- Born: 27 July 1929 Gosport
- Died: 21 October 2008 (aged 79)
- Alma mater: University of Southampton ;
- Awards: Lise Meitner Prize (2002); Institute of Physics Ernest Rutherford Medal and Prize (1994); Fellow of the Royal Society ;
- Academic career
- Institutions: Atomic Energy Research Establishment (1951–); University of Sussex (1962–1994) ;
- Doctoral advisor: Hermann Arthur Jahn

= James Philip Elliott =

British physicist

James Philip "Phil" Elliott (born 27 July 1929 in Gosport; died 21 October 2008 in Lewes) was a British theoretical nuclear physicist.

==Life==
Elliott studied at the University of Southampton, where he graduated in physics in 1949 and received his doctorate in theoretical nuclear physics under Hermann Arthur Jahn. From 1951 he was in the theory department of the Atomic Energy Research Establishment in Harwell. First he worked on neutron transport in reactors before turning to the core structure. In cooperation with the head of the theory department Brian Flowers, fundamental work was carried out in the 1950s that helped to unite the shell model with collective models of the core structure. In particular, they investigated the structure of light nuclei (oxygen, fluorine). He was at the University of Rochester for a year and was from 1962 professor at the University of Sussex, where he retired in 1994, but remained scientifically active until his death. From 1979 to 1984 he was dean of the Faculty of Mathematics and Science.

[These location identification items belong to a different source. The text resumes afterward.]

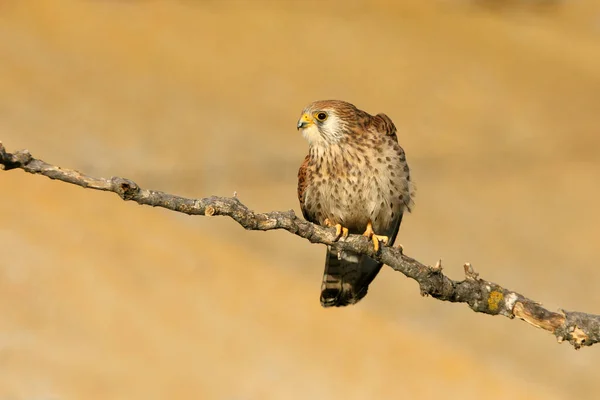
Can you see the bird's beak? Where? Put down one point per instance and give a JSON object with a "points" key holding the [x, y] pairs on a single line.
{"points": [[304, 121]]}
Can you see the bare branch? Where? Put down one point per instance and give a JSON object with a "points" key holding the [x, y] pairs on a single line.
{"points": [[579, 329]]}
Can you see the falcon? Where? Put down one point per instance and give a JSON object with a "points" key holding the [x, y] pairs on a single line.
{"points": [[355, 178]]}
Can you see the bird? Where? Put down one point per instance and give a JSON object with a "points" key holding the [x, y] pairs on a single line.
{"points": [[355, 178]]}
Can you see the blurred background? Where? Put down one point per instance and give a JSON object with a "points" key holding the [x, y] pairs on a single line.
{"points": [[497, 106]]}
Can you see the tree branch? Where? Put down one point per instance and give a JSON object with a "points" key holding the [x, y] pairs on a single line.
{"points": [[579, 329]]}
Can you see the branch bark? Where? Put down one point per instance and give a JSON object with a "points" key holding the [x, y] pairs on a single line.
{"points": [[579, 329]]}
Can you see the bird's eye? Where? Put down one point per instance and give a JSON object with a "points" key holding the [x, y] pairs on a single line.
{"points": [[321, 116]]}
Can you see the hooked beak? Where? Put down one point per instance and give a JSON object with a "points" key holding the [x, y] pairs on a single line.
{"points": [[304, 121]]}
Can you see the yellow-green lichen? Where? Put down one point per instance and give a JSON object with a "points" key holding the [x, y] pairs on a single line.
{"points": [[494, 300]]}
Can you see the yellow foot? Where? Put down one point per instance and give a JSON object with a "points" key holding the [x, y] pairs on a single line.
{"points": [[340, 231], [375, 238]]}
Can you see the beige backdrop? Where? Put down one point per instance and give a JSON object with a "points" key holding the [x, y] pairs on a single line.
{"points": [[497, 109]]}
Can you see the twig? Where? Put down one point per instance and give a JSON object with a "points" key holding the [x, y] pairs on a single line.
{"points": [[579, 329]]}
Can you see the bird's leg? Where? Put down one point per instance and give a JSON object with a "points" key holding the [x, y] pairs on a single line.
{"points": [[340, 231], [374, 238]]}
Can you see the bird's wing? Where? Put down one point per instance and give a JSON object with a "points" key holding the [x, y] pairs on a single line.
{"points": [[303, 181]]}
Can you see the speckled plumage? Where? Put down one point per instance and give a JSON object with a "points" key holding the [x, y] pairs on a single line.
{"points": [[355, 173]]}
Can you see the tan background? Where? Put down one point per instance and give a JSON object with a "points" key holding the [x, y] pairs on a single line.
{"points": [[497, 109]]}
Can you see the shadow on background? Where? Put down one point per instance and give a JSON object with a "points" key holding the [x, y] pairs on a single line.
{"points": [[497, 111]]}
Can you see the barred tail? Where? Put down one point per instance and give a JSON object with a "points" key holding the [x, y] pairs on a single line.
{"points": [[346, 278]]}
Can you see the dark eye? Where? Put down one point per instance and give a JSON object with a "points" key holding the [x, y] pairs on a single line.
{"points": [[321, 116]]}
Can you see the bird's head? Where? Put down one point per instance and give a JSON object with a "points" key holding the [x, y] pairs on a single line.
{"points": [[325, 122]]}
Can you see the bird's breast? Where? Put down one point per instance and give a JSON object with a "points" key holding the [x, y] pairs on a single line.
{"points": [[353, 186]]}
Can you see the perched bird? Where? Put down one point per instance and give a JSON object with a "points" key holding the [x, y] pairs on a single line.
{"points": [[355, 178]]}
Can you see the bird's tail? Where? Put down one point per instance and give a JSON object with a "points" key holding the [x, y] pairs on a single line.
{"points": [[346, 278]]}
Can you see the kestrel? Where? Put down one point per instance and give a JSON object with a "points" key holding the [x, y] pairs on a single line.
{"points": [[355, 177]]}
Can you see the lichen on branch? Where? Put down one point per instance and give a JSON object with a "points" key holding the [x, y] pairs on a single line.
{"points": [[579, 329]]}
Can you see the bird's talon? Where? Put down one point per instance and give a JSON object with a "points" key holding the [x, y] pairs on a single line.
{"points": [[375, 238], [340, 231]]}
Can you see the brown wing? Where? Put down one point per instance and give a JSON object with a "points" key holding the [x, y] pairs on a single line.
{"points": [[303, 181]]}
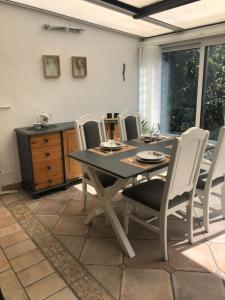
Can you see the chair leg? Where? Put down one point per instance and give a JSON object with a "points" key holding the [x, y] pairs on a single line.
{"points": [[84, 188], [205, 202], [163, 238], [134, 181], [126, 218], [190, 222], [223, 199]]}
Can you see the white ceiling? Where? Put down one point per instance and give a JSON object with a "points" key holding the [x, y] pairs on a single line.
{"points": [[195, 14], [188, 16]]}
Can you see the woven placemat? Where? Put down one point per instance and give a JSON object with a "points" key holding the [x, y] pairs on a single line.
{"points": [[162, 139], [146, 166], [99, 150]]}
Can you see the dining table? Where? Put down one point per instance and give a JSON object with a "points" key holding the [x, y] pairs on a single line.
{"points": [[122, 165]]}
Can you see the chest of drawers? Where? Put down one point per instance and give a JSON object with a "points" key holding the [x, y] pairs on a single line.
{"points": [[43, 157]]}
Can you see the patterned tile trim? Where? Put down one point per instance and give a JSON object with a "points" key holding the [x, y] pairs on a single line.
{"points": [[72, 271]]}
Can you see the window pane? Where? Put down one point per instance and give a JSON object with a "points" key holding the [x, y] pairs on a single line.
{"points": [[179, 90], [213, 101]]}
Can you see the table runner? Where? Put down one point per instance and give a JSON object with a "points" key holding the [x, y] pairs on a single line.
{"points": [[162, 139], [146, 166], [99, 150]]}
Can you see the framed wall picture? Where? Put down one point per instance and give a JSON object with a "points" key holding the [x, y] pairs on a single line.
{"points": [[51, 64], [79, 66]]}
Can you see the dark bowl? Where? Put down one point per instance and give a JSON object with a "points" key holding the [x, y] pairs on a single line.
{"points": [[147, 139]]}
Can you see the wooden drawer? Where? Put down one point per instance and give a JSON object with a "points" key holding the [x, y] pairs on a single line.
{"points": [[53, 152], [48, 181], [47, 168], [72, 167], [46, 139]]}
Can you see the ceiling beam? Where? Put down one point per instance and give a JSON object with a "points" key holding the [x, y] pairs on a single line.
{"points": [[160, 6], [131, 10]]}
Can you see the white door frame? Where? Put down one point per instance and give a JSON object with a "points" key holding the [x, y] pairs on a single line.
{"points": [[202, 46]]}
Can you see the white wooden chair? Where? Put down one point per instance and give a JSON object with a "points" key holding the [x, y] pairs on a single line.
{"points": [[162, 198], [129, 124], [90, 133], [209, 179]]}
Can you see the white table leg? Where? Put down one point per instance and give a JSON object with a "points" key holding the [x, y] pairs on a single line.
{"points": [[105, 196], [223, 199]]}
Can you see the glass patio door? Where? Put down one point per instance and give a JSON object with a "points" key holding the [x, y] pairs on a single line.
{"points": [[179, 89], [213, 92]]}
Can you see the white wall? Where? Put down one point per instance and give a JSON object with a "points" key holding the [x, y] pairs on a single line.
{"points": [[24, 88]]}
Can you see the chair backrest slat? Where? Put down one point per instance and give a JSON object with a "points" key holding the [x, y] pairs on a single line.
{"points": [[90, 131], [185, 162], [129, 122], [217, 168]]}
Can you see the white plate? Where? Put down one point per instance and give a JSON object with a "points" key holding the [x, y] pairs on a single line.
{"points": [[109, 145], [150, 156]]}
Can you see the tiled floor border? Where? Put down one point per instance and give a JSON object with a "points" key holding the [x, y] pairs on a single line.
{"points": [[78, 278]]}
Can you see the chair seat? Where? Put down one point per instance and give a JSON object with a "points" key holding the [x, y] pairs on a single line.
{"points": [[105, 179], [150, 194], [203, 178]]}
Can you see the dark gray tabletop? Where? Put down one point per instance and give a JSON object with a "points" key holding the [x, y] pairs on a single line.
{"points": [[112, 164], [50, 128]]}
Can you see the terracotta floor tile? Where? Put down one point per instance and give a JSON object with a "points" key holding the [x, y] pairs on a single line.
{"points": [[218, 251], [75, 208], [195, 257], [146, 284], [71, 225], [216, 232], [49, 220], [50, 206], [22, 194], [4, 265], [70, 269], [13, 239], [197, 286], [105, 251], [215, 211], [66, 294], [35, 273], [148, 255], [87, 288], [72, 243], [28, 259], [109, 276], [9, 230], [7, 221], [10, 198], [45, 287], [31, 204], [19, 249], [11, 287], [4, 212]]}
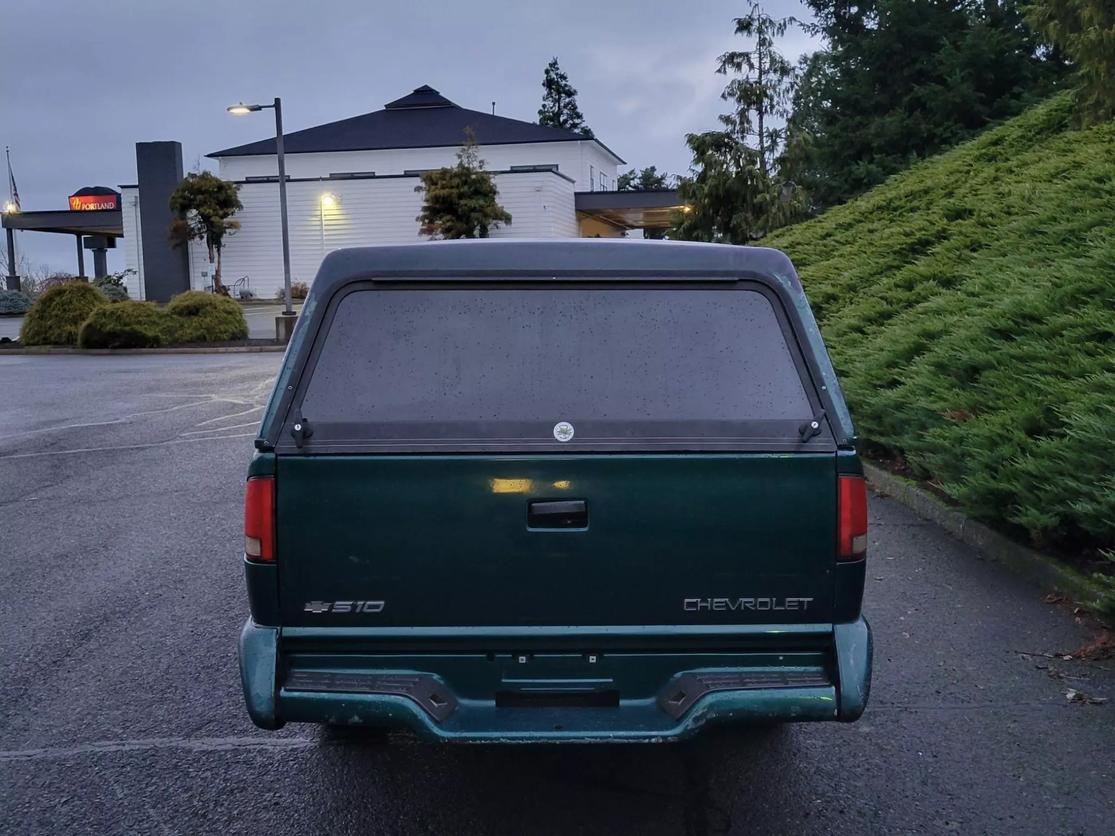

Elliott was a pioneer in the application of group theory in nuclear physics with work on the application of the SU(3) group in the theory of nuclear structure in 1958. He also wrote a monograph on group theory applications in physics. He later developed interaction matrix elements for nuclear structure calculations (for example with Hartree-Fock methods) at the University of Sussex, which were derived from scattering matrix elements of free nucleons and which became known as Sussex Matrix Elements. In the 1980s he dealt with the interacting boson model and its justification in shell theory.

He was married to Mavis Avery and had a son and a daughter. His hobbies were opera and gardening.
==Honours and awards==

Elliott was elected to the Royal Society in 1980. He was awarded the Ernest Rutherford Medal and Prize of the Institute of Physics in 1994 and the Lise Meitner Prize of the European Physical Society in 2002.